Everyone turned to Marlowe.
“Of course,” she said, following Ariel back through the living room to the study.
Marlowe sank slowly into one of the matching armchairs in front of her father’s desk, but she did not allow herself to lean back. She didn’t often come in here anymore, and memories of all the times she had retreated to this dark-paneled room to read or draw as a girl flooded her.
“We’d like you to tell us about this morning,” Ben said. “In your own words.”
Marlowe nodded. “I was in my bedroom until around nine. Nate and Henry and I went out for a walk, just the three of us. It’s something we often do on family holidays; we hike to a spot on a river where we went swimming when we were younger. But before we got there, we spotted the tent. And, well, you know the rest.”
“And how long did it take you to walk from the house to where you saw the tent?” Ariel asked.

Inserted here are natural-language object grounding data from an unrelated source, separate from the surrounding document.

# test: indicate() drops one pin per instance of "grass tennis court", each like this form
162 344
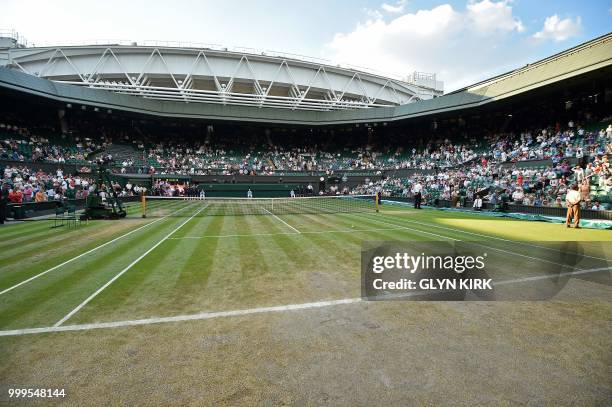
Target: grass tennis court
202 291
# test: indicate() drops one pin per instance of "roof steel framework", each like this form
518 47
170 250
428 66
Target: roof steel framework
217 77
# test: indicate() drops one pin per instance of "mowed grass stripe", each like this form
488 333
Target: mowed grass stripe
28 264
42 261
147 288
123 271
45 300
25 229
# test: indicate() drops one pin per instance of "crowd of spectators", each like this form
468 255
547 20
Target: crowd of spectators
27 185
496 181
446 169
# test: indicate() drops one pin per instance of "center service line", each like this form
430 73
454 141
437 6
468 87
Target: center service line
91 297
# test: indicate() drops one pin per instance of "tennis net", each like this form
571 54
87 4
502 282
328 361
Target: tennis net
156 206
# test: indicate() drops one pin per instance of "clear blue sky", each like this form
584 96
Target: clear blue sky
461 41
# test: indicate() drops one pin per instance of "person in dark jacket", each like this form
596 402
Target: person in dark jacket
4 192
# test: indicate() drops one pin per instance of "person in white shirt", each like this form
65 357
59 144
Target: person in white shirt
416 190
477 203
518 196
572 200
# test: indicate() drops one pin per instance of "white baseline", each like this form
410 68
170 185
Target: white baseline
91 297
251 311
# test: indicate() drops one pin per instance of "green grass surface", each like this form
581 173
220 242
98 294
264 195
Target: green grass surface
391 352
216 263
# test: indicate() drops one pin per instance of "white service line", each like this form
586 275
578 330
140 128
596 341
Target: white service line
91 297
285 233
296 231
492 237
82 254
249 311
473 242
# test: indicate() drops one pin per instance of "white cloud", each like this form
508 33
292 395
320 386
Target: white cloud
488 16
460 46
397 8
559 30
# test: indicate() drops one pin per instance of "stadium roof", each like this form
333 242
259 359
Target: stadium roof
588 57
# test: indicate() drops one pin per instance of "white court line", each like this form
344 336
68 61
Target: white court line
82 254
472 242
297 231
249 311
488 236
286 233
91 297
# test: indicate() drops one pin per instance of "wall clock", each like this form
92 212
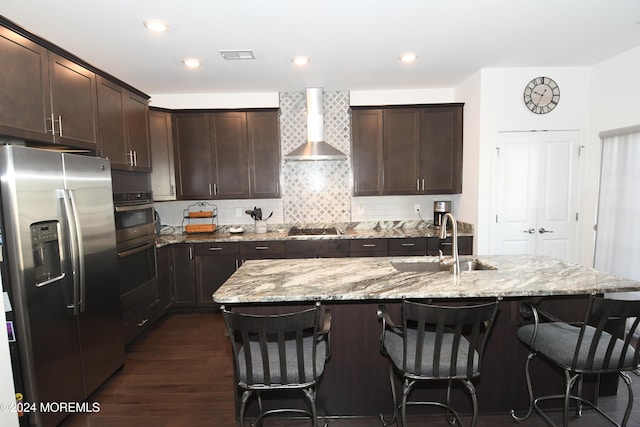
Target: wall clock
541 95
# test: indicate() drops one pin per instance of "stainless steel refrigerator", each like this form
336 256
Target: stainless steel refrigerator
60 261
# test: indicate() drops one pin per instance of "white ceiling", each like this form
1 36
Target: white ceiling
353 44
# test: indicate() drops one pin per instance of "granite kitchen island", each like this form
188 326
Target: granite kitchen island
356 378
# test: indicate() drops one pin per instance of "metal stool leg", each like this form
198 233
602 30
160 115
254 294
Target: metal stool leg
311 395
627 412
474 400
395 401
516 418
243 405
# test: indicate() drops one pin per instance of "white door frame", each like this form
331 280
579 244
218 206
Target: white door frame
575 188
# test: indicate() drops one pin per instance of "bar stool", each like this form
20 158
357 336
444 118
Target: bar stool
435 343
606 341
279 352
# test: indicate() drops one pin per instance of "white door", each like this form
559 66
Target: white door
536 200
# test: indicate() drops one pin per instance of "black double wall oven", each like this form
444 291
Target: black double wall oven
136 246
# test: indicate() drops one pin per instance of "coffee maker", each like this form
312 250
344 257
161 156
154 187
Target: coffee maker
440 208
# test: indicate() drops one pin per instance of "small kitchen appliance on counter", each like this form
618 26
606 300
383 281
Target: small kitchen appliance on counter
440 208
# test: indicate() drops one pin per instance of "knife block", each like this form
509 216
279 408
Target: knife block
261 226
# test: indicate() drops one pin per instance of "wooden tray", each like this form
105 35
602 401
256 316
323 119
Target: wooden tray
201 214
200 228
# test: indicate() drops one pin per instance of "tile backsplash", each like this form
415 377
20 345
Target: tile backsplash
315 191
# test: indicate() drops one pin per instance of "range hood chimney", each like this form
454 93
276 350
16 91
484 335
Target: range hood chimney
315 148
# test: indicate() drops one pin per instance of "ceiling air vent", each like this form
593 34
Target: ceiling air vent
237 54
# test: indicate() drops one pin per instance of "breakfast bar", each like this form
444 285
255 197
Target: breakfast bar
355 382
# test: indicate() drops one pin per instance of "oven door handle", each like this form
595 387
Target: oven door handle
136 250
127 208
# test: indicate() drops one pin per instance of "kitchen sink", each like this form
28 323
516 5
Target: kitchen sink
318 231
436 266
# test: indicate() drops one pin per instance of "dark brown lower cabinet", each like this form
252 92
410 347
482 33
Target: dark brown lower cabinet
164 265
317 248
368 247
215 263
434 244
408 246
184 276
356 378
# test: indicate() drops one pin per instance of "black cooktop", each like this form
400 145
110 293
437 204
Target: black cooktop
302 231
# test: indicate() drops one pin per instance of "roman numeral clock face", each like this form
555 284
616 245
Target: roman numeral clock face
541 95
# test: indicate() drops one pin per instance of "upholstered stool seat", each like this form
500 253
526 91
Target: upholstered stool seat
279 352
435 343
605 341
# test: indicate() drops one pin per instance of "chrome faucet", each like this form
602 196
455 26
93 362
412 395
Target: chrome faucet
443 235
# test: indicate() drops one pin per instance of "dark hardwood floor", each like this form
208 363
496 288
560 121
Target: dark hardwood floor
180 374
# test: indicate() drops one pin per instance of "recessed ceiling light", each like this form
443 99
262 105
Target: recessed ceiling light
156 26
191 62
408 57
238 54
300 60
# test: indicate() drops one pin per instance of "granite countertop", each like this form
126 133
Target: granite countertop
357 279
279 232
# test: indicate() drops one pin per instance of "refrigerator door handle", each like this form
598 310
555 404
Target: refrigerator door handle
52 280
75 244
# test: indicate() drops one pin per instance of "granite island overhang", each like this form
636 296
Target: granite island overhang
358 279
356 378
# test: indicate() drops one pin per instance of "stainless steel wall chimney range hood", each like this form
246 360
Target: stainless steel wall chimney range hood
315 148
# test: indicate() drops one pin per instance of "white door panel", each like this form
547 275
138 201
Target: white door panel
536 198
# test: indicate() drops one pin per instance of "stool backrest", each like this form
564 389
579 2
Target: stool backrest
609 335
451 327
266 343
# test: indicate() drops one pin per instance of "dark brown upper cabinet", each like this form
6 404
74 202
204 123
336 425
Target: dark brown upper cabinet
367 152
124 127
441 149
45 97
264 154
227 155
163 181
401 147
407 150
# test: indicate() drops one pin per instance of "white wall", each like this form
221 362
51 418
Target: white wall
176 101
502 108
615 94
469 92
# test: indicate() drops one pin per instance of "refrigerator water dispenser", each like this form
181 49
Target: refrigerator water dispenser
46 251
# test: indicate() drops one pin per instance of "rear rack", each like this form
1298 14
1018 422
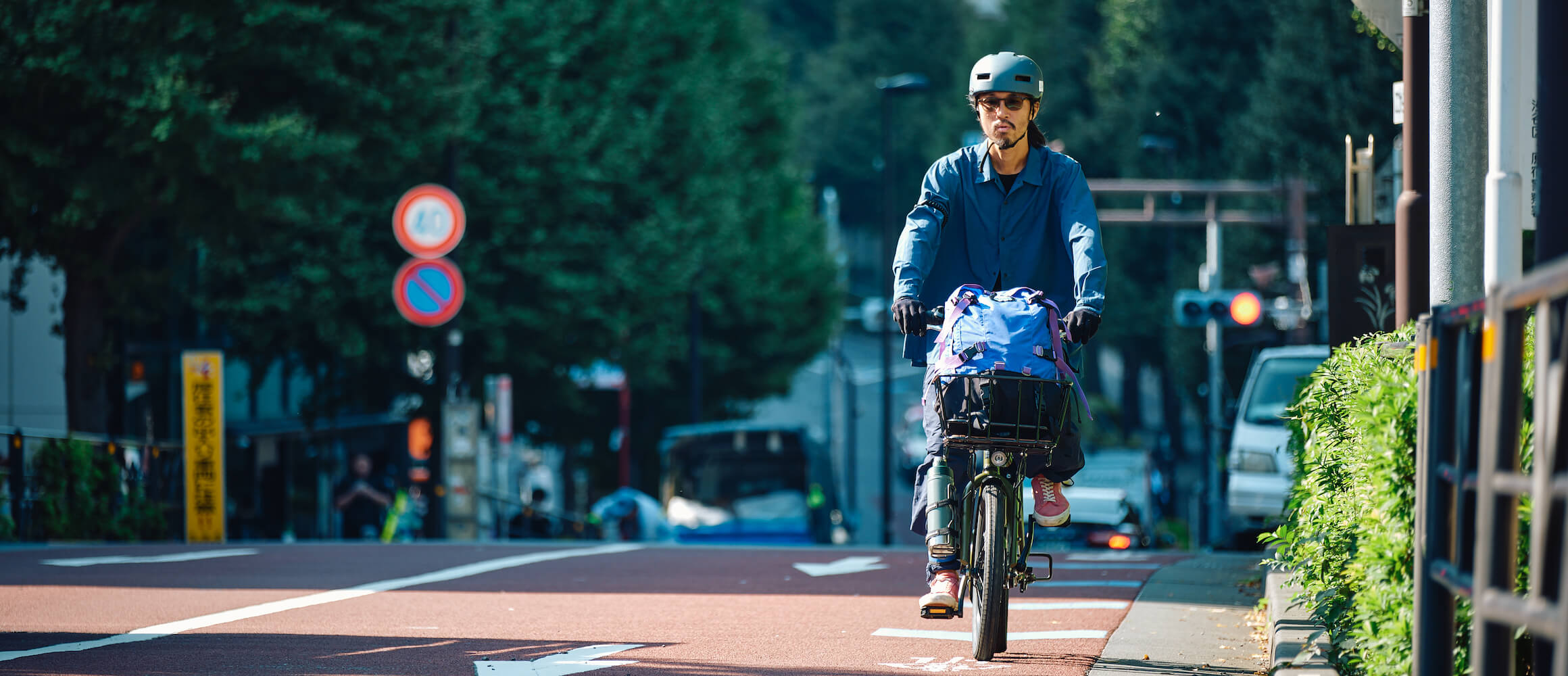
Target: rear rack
1002 410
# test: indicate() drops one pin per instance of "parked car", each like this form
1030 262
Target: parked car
1260 466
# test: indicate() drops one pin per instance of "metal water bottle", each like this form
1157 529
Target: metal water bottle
939 529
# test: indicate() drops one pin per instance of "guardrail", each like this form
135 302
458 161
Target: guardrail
1470 481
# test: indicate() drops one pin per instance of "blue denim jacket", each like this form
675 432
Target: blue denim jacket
1043 234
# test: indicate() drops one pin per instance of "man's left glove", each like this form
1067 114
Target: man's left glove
907 312
1082 324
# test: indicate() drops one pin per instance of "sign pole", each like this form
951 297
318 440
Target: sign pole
204 502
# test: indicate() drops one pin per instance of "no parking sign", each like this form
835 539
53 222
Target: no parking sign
428 292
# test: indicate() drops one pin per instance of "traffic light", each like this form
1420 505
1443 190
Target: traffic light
1231 306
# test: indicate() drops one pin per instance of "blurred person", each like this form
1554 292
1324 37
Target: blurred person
363 499
1007 212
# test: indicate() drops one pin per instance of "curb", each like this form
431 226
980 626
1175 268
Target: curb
1291 629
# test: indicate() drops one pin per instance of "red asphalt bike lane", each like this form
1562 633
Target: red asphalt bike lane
672 609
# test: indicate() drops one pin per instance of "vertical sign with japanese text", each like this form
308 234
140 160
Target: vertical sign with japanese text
203 446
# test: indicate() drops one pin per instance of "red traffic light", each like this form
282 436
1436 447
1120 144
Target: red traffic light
1247 308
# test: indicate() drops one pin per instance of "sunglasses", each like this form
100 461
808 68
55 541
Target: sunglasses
1013 102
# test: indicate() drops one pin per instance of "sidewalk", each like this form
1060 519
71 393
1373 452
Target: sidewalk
1194 619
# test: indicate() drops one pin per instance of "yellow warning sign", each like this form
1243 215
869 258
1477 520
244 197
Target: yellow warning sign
203 446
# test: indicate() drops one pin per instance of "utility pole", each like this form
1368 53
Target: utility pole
1410 216
1457 104
1214 335
889 85
1511 139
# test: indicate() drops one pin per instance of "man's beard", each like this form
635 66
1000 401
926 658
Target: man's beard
1008 145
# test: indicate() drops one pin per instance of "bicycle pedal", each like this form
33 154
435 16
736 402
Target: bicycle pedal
938 612
1051 565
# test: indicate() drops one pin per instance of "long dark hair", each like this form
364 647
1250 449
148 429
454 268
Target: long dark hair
1035 137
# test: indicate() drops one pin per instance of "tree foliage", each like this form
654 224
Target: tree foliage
615 159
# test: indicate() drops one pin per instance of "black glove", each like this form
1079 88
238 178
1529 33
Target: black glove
1082 324
910 316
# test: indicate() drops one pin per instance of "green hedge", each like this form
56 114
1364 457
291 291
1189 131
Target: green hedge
82 496
1349 531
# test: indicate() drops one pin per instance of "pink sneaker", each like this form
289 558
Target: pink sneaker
941 603
1051 506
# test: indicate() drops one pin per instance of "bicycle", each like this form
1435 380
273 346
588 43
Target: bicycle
998 433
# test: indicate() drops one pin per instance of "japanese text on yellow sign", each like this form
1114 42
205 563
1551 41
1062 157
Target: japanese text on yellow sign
203 446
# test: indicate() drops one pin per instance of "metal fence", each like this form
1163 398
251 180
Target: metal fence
1470 483
154 469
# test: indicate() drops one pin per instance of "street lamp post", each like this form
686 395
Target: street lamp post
889 85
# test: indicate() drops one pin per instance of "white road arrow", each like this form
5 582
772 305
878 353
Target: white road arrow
843 566
570 662
957 664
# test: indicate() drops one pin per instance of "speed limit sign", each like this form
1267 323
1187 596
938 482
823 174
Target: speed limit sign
428 222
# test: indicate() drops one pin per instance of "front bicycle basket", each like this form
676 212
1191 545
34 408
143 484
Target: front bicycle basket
998 408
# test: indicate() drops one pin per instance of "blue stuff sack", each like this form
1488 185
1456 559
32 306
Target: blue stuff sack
1013 330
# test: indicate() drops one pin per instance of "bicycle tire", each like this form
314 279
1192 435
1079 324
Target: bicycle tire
988 595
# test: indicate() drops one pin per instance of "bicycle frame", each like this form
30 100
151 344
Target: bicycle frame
1021 532
1013 444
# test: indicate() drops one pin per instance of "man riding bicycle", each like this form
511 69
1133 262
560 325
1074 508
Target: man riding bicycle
1007 212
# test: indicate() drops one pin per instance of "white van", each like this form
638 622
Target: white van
1260 466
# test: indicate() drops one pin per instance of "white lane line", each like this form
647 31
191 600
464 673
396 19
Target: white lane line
966 635
1108 557
153 559
157 631
1069 606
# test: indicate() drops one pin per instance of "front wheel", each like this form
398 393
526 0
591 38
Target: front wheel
988 592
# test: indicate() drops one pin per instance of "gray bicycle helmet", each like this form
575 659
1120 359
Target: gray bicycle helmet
1007 71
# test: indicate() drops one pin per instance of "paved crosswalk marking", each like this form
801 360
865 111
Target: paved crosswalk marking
1069 606
968 635
159 631
153 559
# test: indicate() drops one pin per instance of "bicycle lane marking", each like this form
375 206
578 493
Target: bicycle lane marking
159 631
149 559
1010 635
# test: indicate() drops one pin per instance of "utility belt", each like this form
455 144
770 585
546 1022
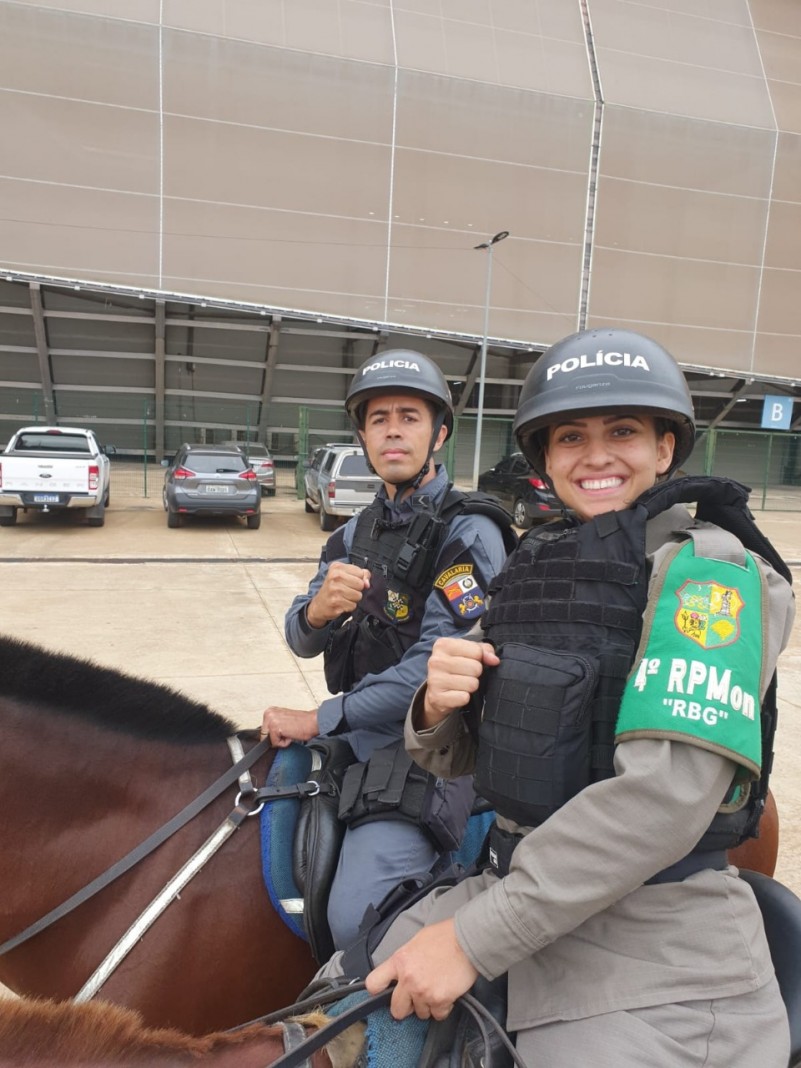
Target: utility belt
502 845
354 646
391 786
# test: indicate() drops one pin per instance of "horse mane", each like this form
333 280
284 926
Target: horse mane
112 699
99 1033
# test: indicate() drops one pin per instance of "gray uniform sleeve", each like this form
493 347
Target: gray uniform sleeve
597 848
379 702
382 700
302 639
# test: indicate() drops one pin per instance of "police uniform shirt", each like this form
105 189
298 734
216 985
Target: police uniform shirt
376 706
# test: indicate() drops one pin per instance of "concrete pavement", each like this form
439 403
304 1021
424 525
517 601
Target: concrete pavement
201 609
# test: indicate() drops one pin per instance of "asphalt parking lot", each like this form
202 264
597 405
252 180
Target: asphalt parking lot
201 609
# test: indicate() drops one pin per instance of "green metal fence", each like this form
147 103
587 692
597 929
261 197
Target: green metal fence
767 461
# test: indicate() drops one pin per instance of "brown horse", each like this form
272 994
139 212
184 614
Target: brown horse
46 1034
92 762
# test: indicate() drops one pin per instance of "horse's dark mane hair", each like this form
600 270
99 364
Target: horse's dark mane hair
115 701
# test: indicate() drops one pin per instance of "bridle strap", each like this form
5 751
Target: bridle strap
295 1057
140 851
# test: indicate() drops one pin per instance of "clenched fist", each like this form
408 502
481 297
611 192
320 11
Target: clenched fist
454 670
286 725
341 592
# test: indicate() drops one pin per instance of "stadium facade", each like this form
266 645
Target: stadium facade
213 211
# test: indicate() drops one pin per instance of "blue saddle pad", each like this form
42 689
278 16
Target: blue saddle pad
278 822
389 1043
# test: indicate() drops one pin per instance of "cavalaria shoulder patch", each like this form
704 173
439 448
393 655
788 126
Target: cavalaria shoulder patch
461 592
708 613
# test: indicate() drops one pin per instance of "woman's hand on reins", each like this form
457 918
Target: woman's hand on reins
430 971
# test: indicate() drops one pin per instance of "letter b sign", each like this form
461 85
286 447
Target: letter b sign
776 412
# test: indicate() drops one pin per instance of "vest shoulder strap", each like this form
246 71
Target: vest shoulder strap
477 503
722 502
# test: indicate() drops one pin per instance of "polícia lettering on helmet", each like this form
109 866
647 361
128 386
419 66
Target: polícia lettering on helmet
387 364
600 358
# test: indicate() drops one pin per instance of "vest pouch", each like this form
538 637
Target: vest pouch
377 648
534 740
358 648
391 786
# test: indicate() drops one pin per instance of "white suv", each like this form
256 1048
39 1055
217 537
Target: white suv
339 483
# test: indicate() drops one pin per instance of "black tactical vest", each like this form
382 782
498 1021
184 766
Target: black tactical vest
403 558
565 615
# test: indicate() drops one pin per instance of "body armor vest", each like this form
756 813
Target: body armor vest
565 616
403 558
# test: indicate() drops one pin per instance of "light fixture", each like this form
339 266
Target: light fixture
500 236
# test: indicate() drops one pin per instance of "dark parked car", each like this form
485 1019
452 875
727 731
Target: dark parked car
211 481
520 490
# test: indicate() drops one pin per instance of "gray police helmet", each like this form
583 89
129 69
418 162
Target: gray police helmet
398 371
598 372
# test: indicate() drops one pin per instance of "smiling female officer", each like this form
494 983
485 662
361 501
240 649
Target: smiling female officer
615 716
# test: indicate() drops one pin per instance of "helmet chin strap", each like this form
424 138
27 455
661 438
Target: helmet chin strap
406 484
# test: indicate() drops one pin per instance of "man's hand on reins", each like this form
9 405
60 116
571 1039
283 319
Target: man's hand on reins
286 725
430 971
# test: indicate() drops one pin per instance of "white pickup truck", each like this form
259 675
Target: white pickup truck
45 468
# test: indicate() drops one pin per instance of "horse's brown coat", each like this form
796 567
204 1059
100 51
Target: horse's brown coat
44 1033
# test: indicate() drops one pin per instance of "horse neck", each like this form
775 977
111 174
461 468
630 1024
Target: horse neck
62 1034
65 780
51 749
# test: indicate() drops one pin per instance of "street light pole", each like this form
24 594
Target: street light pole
483 367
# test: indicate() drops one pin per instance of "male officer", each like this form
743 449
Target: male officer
411 567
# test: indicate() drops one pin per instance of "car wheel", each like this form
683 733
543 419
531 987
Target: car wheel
327 522
520 516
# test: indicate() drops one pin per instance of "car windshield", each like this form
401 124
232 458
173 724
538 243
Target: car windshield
355 465
216 462
53 442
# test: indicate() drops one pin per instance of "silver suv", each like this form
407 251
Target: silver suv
339 483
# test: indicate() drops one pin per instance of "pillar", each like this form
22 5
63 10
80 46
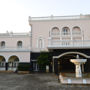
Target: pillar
78 70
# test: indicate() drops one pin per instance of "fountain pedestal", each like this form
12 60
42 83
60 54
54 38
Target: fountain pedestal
78 63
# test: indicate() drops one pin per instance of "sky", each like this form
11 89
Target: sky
14 13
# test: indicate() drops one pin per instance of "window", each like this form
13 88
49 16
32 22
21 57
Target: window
55 31
76 30
40 43
19 44
65 31
2 44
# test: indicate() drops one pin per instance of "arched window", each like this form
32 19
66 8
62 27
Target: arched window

“About half an hour,” Marlowe said. “It’s more than a mile.”
“Almost two, your brother said.” Ariel folded her arms and smiled with her lips pressed together. Friendly or cross, Marlowe couldn’t tell.
“I guess it’s hard to say, because of the hill. If you run it, you can do it faster.” She wanted to be useful, but she had nothing to add besides a pointless observation. “We used to run all over this land when we were kids.”
“Of course,” Ben said. “Your father bought the property when you were a child, right?”
“Yes, the Gray House when I was five,” Marlowe said.
“And then the Gallagher land?” Ariel asked. “How old were you then?”
“I was in ninth grade,” Marlowe said. “Fifteen.”
“Lucky,” Ariel said. “To have all this as a kid.”
Marlowe had long since accepted the tacit bitterness toward her family’s wealth. She was certain the detectives looked at her and saw nothing but a stiff snob. Marlowe had learned that instead of resenting her own cold brand of beauty and the judgment it prompted in others, she could use it. She had been born with money, a straight nose, thick hair, and willowy limbs. But she had not been granted a winning personality in addition. She wasn’t warm or bubbly, and she was never charming. All Marlowe had was her composure.
“Yes,” Marlowe said. “I’m very lucky.”
“Do you remember the Gallaghers much? Harmon’s relatives?”
“Yes.”
There was a pause, and Marlowe stared over Ariel’s shoulder, at the black night framed in the window. Marlowe didn’t try to fill the silence. Anything she said about the Gallaghers would surely sound fake. To her, they had been like characters in a storybook, the three farmer brothers tending to their cows. But Marlowehadknown them, and Ben and Ariel had not.
“Sad, what happened to the three of them, dying so close together. Your brother told us the long and short of it,” Ariel said. “Must have been pretty difficult for Harmon.”
The admission surprised Marlowe. Henry hadn’t mentioned anything about this line of inquiry, and she didn’t know why he would volunteer that information.
“I didn’t know the Gallaghers had other relatives nearby,” Marlowe said. It was true enough. She had always thought of the Gallagher brothers as alone, except for each other.